Overall, the level of dissent at Morgan Stanley was less than at last year’s meeting. In 2007, director Roy Bostock received almost 12 percent opposition due to independence issues, and director Laura Tyson had a 10.9 percent negative vote. Former director Klaus Zumwinkel had 25 percent opposition in 2007 and 12.5 percent in 2006 over concerns about the number of boards he sat on. In 2006, shareholders also withheld 3.5 percent support from Kidder and 2.8 percent from Mack amid criticism of the CEO’s compensation.
At this year’s meeting, investors gave 36.8 percent support to a shareholder proposal asking for an annual advisory vote on executive pay, the company’s press release indicated. The proposal, submitted by the American Federation of State, County, and Municipal Employees (AFSCME), was backed by CtW, CalPERS, CalSTRS, and the State Universities Retirement System of Illinois, among others. Richard Ferlauto, director of pension and benefit policy for AFSCME, said the measure likely didn’t pass because Morgan Stanley was able to explain its pay practices to shareholders, and has had good financial performance on average.
Investors Look Ahead
Though they weren’t able to send as strong a message as they would have liked to the board at Morgan Stanley, labor funds are pressing ahead to highlight governance problems at other firms with heavy subprime losses.
Both AFSCME and CtW are campaigning against directors at Seattle-based banking firm Washington Mutual. CtW, spurred by the company’s decision to shield 2008 executive bonuses from its subprime losses, announced it would vote against two committee chairs, James Stever of the human resources committee, and Mary Pugh of the finance committee, at the company’s April 15 meeting. AFSCME sent a letter on March 31 urging investors to vote against Stever and four other members of the human resources committee--Stephen Frank, Charles Lillis, Phillip Matthews, and Margaret Osmer McQuade--for authorizing the bonus exemptions.
Both Garland of CtW and Ferlauto of AFSCME said they expect higher withhold votes at WaMu. “The scale of the losses, the clear failures--both around risk and compensation--there is no well of support for the leadership at WaMu the way there is at Morgan Stanley,” Garland said.
WaMu sustained a $2.19-per-share loss in the fourth quarter of 2007, and may write down an additional $1.8 billion for this year.

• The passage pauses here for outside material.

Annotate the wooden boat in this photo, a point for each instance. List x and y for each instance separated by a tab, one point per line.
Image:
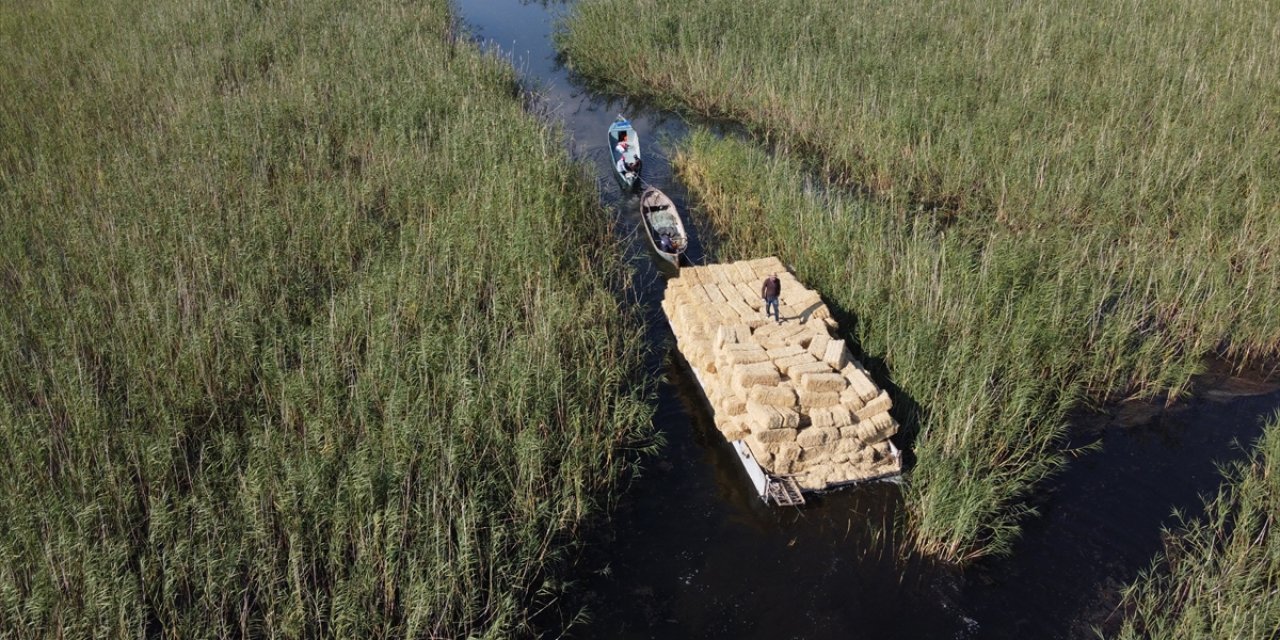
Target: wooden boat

While the company’s shares rallied to around $13 this week after it announced a $7 billion cash infusion from a group headed by TPG Capital, the shares still lag far below WaMu’s $44 high in May of last year.

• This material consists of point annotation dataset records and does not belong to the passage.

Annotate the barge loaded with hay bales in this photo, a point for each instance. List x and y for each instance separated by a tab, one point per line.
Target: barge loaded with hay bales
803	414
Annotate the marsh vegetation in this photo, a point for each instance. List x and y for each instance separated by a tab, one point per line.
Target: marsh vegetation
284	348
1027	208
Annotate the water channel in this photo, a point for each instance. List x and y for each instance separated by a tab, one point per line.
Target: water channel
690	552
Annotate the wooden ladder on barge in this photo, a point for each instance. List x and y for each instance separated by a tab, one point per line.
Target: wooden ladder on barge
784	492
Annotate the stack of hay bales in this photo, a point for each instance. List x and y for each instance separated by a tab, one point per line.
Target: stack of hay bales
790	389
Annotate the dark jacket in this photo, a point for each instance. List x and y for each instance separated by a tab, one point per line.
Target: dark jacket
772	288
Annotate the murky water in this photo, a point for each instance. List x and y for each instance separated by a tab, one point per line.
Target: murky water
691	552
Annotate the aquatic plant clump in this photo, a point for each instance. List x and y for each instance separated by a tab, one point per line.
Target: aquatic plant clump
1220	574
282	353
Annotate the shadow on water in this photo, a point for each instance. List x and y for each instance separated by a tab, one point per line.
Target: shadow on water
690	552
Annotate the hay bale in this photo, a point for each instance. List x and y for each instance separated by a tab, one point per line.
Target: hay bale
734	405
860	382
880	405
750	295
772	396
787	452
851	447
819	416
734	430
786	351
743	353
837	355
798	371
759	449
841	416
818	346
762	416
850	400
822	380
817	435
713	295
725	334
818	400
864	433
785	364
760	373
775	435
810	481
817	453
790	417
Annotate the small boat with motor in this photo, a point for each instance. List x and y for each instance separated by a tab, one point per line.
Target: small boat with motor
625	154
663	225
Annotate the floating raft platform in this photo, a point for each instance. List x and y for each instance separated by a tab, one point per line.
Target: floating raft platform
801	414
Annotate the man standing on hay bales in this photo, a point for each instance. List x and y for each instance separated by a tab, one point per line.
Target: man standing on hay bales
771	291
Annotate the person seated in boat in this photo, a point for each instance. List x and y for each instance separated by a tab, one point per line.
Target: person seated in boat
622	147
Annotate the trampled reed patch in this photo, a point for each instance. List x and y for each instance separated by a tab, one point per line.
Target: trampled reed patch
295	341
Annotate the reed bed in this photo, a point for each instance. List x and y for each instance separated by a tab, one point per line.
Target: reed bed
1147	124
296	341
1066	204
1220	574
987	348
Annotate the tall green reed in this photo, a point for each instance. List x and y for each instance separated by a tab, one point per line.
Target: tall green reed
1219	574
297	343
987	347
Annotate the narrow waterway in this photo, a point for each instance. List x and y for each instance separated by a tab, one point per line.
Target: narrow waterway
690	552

“[Washington Mutual’s] performance is some of the worst, and the board took specific action to hold the executives harmless from subprime losses caused by the company's business plan,” Ferlauto told R&GW.
The AFL-CIO briefly waged a “vote no” campaign at Citigroup, which reported $18.1 billion in subprime-related losses last year. In a draft letter to investors, the labor federation urged a vote against the re-election of C. Michael Armstrong, chairman of the audit and risk management committee. Armstrong, who has been a member of the committee since 1994--and chair since 2004, “failed to protect shareholders from excessive exposure to credit, interest rate, and liquidity risks,” the letter stated.

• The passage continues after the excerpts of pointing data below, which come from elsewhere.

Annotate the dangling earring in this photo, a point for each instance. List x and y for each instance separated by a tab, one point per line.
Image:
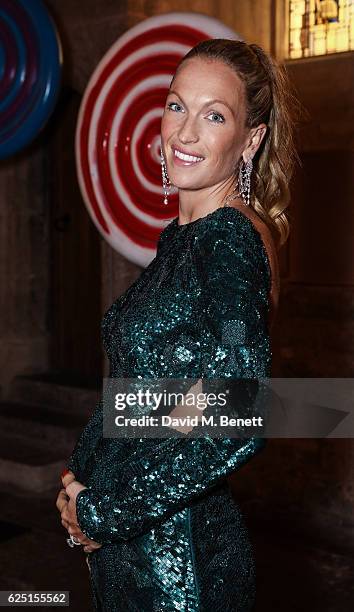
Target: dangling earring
244	179
166	185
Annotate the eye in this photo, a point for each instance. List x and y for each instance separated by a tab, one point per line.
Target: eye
169	106
220	118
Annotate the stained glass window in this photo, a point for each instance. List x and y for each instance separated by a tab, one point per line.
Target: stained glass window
318	27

However, the financial company announced on April 7 that Armstrong would step down as chairman of the audit committee, and the labor federation ended the campaign. Citigroup said the end of Armstrong’s chairmanship was part of a regular rotation of committee chairs. “As stated in our [p]roxy, committee membership and chairs are rotated periodically, and we expect to begin the process of rotating chairs this summer,” Citigroup spokesman Michael Hanretta said in a statement.
Daniel Pedrotty, director of the AFL-CIO’s office of investment, told R&GW that the labor federation believes that Armstrong’s departure as committee chair eliminates the need for a “vote no” campaign.
CtW has also announced a possible opposition campaign at Citigroup, but Garland told R&GW that the federation is still in talks with the company over potential governance changes. Other financial firms that may face CtW campaigns against board members at their annual meetings include Wachovia (April 22), Bank of America (April 23), and Merrill Lynch (April 24).
At homebuilder Ryland Group’s April 16 meeting, CtW plans to oppose three directors on the compensation committee. The labor organization faults the William Jews, Norman Metcalfe, and Charlotte St. Martin for awarding “egregious” pay packages to top executives, and ignoring shareholder disapproval on the issue. Compensation committee members at the Calabasas, Calif.-based firm received more than 25 percent opposition in 2007.
According to regulatory filings, Chairman and CEO Chad Dreier has a provision for a bonus of 2 percent of the company’s pre-tax income built into his incentive plan. CtW disapproves of this bonus, given Ryland’s $201.9 million loss during the fourth quarter of 2007. Ryland says in its 2008 proxy statement that while Dreier’s incentive pay has increased, his base salary has not been raised since 2002.
Homebuilder Toll Brothers asked shareholders to approve a similar incentive plan for Chairman and CEO Robert Toll at its March 12 meeting. A “vote no” campaign led by the Laborers’ International Union of North America helped generate 33 percent shareholder opposition to Toll’s re-election.
Subprime-Related Shareholder Proposals
In addition to “vote no” campaigns against directors, shareholders filed a raft of proposals at financial firms and homebuilders aimed at improving disclosure and compliance in the wake of the credit crisis.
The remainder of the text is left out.